Outre les docteurs, le bon sens lui est contraire. Le bon sens, la sagesse populaire est un antidote contre les excès du fatalisme. Le khalife Omar, dans la circonstance que voici[ [40], a bien exprimé quel est, dans la question, le sentiment du vulgaire: «Il marchait contre la Syrie, n'étant encore que général; la peste éclate dans cette contrée; il recule. Quelqu'un lui dit alors: «Vous fuyez les arrêts du destin.» Le futur khalife répliqua par ce mot attribué au prophète: «Celui qui est dans le feu doit se résigner à la volonté de Dieu; mais celui qui n'y est pas encore ne doit pas s'y jeter.»
Il faut remarquer aussi que Mahomet se déclare dans le Coran contre les pratiques superstitieuses liées aux croyances fatalistes. Il réprouve la sorcellerie; il met en garde les fidèles contre les sorcières «qui soufflent sur les nœuds[ [41]»; il condamne les recherches astrologiques et même l'usage des talismans.

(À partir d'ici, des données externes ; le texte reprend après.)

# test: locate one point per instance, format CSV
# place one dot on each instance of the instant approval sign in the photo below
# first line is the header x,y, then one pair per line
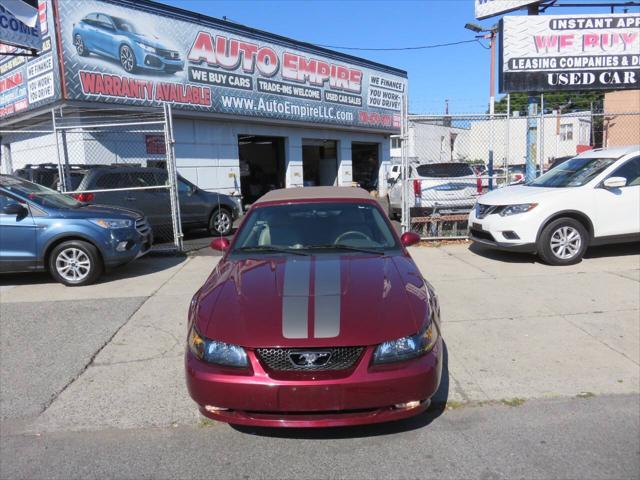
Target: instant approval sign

Sur ce dernier point, sa prohibition n'a pas eu une force suffisante contre les habitudes populaires. Car non seulement les Musulmans font un usage constant de talismans pour eux, leurs bêtes et leurs biens, mais ils les composent avec les paroles mêmes du Coran qui les proscrit. Les théologiens ont, sur ce point, cédé au peuple; ils préparent des amulettes et étudient un peu la magie blanche.
Un moyen de consulter le sort est aussi tiré du Coran. Il consiste à ouvrir le livre au hasard, et à regarder sur quelle parole on tombe; on interprète cette parole selon les préoccupations dont on est agité.
Une telle pratique est connue anciennement dans le christianisme, où d'ailleurs elle n'est pas approuvée; on y consulte de cette façon les Evangiles. On rencontre des exemples historiques de cet usage chez les peuples des deux religions.
Mérowig, le fils de Chilpéric, poursuivi par la haine de Frédégonde et agité de pressentiments funestes, ouvrit, après avoir jeûné trois jours, le Livre des Rois, le Psautier et l'Evangile[ [42].
Avant le conseil qui précéda la bataille de Kossovo, le jeune Bajazet avait de même ouvert le Coran; ses yeux tombèrent sur ce verset: «O prophète, combats les infidèles!» Il parla alors avec enthousiasme en faveur de l'attaque, et son avis prévalut.